正社員と契約社員、どちらが今の自分にマッチする?
既に一定程度の実力が備わっていて、その力を発揮したいというスペシャリスト志向なら、仕事が限定されている契約社員として働き続け、存在感を発揮していくという方法もありますし、また、家庭やプライベートな事情でフルタイム勤務や転勤が難しい場合、短期的に時間や勤務地を限定して働くことができる契約社員を選択する方法もあるでしょう。
一方、「もっと成長したい」「実力をつけたい」「マネジメントを経験したい」と考えるのなら、正社員になれる可能性が不透明な約社員として転職するよりも、正社員として転職できる企業で着実にキャリアを積む方が有意義かもしれません。なぜなら、正社員の方が、企画や開発のような創造性のある仕事も含めて経験できる領域が広がりますし、教育にも投資してもらう機会が多いからです。
面接時に確認しておきたい、正社員登用の可能性
契約社員から正社員になれるかどうかは企業の経営方針にもよるので、転職先企業の仕事の実態を把握することは必須です。そのためにも、「正社員登用をしているかどうか」について、面接などで率直に尋ねてみましょう。正社員登用制度がある場合は、その条件なども押さえておくと良いでしょう。

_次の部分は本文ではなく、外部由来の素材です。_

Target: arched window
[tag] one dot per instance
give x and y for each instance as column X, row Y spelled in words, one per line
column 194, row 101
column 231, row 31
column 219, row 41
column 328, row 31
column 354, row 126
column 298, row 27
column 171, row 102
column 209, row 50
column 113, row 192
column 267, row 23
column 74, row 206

ポイントは、「正社員と契約社員で、任される仕事に違いがあるのかどうか」を確認すること。併せて、「これまで何人ぐらい正社員に登用されたのか」など、実績についても質問してみましょう。
契約社員にも正社員と同じ仕事を任せている企業は、それだけ成長の機会が与えられているということです。たとえその企業で正社員になることが叶わなくても、そこでの契約社員経験や経歴を生かして、「次の転職で正社員にステップアップしよう」というように、長期的に自分のキャリアを捉えることも重要です。
転職後に後悔しないために
契約社員は、有期契約というリスクがある反面、入社する間口が広く、正社員になれるチャンスや、人気・有名企業での経験や経歴を将来のステップアップに生かせるなどのメリットがあります。こうしたことを総合的に考え、「この転職で、自分は何を得たいのか」を明らかにして、判断しましょう。